Por Valentín Varillas
Un día cualquiera en el Aeropuerto Hermanos Serdán de Puebla.
Un avión de la empresa Volaris se alista para cargar combustible.
Va a cubrir la ruta Puebla-Tijuana.
Para surtirlo, hay una pipa cargada con 7 toneladas de Turbosina.
De acuerdo con el cálculo y los requerimientos de compra de la aerolínea, ésta es la cantidad necesaria para que la aeronave llegue perfectamente a su destino y esté lista para cualquier imprevisto que pudiera surgir durante el vuelo.
Sin embargo, en realidad carga únicamente 5 toneladas.
Las dos restantes se quedan al interior de la pipa.
El combustible ya ha sido pagado por la aerolínea.
Inmediatamente, el remanente se convierte en un codiciado botín que detona un viejo negocio que opera en Puebla y en el resto de los aeropuertos del país.
La carga empieza a ser ofertada, a precio de auténtica ganga, por toda la terminal aérea, con la complacencia y complicidad de autoridades, operadores, pilotos, encargados de aeronaves oficiales y dueños de aviones privados.
Todos le entran, de acuerdo con sus necesidades y posibilidades.

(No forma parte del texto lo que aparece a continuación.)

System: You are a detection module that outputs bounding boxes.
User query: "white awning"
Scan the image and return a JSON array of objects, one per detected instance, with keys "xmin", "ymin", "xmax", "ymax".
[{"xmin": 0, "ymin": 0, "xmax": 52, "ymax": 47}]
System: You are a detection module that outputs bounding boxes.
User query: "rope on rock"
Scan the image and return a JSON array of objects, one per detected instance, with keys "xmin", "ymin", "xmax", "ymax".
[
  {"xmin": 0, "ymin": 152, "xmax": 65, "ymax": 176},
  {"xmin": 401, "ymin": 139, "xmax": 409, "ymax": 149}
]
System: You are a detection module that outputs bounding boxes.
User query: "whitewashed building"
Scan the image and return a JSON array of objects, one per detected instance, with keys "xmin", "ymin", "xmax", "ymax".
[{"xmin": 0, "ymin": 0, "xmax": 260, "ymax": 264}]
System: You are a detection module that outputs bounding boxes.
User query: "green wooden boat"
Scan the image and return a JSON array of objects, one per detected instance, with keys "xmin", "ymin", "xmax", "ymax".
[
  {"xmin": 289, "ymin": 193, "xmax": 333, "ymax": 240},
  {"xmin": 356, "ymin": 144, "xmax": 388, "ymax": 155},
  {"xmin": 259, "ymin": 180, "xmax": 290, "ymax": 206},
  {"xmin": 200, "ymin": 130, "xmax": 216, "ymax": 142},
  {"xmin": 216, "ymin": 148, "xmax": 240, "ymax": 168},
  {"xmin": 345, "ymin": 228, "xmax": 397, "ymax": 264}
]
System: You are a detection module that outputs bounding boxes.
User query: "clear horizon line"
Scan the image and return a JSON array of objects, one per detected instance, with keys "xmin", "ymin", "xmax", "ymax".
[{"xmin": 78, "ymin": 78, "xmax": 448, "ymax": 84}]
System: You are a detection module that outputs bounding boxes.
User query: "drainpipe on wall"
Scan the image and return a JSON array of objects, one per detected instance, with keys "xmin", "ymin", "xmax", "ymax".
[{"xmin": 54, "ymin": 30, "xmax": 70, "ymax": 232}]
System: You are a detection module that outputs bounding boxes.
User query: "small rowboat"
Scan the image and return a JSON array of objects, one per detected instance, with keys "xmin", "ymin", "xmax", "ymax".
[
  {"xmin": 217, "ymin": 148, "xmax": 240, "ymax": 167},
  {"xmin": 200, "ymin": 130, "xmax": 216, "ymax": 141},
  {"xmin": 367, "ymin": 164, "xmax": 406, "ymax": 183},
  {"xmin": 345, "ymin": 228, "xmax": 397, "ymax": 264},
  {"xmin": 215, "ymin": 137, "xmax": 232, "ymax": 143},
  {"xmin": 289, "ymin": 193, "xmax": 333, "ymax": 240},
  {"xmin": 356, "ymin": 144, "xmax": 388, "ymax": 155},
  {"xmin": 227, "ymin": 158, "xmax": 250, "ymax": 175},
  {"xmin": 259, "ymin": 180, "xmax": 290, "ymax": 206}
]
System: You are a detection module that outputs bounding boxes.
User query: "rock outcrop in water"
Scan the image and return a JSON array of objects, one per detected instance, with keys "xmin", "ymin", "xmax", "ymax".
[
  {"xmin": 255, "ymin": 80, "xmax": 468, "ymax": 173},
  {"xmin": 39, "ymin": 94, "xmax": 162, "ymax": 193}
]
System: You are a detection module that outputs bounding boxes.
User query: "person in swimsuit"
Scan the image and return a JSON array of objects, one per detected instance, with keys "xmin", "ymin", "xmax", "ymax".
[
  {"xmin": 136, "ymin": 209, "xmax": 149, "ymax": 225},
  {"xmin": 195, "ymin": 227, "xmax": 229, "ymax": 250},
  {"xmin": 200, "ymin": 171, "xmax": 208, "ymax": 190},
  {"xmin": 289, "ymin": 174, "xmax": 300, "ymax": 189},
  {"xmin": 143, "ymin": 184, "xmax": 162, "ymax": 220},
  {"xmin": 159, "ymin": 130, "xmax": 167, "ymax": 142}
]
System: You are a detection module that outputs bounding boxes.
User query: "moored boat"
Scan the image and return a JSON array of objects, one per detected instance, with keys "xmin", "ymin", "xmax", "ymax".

El negocio es tan grande que alcanza para comprar hasta las más tranquilas conciencias.
Los encargados de calcular los requerimientos de combustible de las aerolíneas y en función de esto, solicitar las órdenes de compra a los responsables del área, juegan un papel fundamental en esta sofisticada red de complicidades.
En menos de dos horas, en promedio, el combustible “sobrante” encuentra cliente.
Los interesados pagan en riguroso efectivo.
De la operación irregular no quedan registros oficiales.
Nada que pudiera incriminar a los involucrados.
Aparentemente todo se da dentro de la normalidad; no hay delito que perseguir.
De esta manera, se encarecen los costos de operación, afectando directamente a los usuarios de servicios aéreos en México.
Es el huachicol secreto, el que nadie atiende y del que nadie se preocupa, pero que también sirve para el enriquecimiento ilícito de una mafia que involucra a instancias públicas y privadas.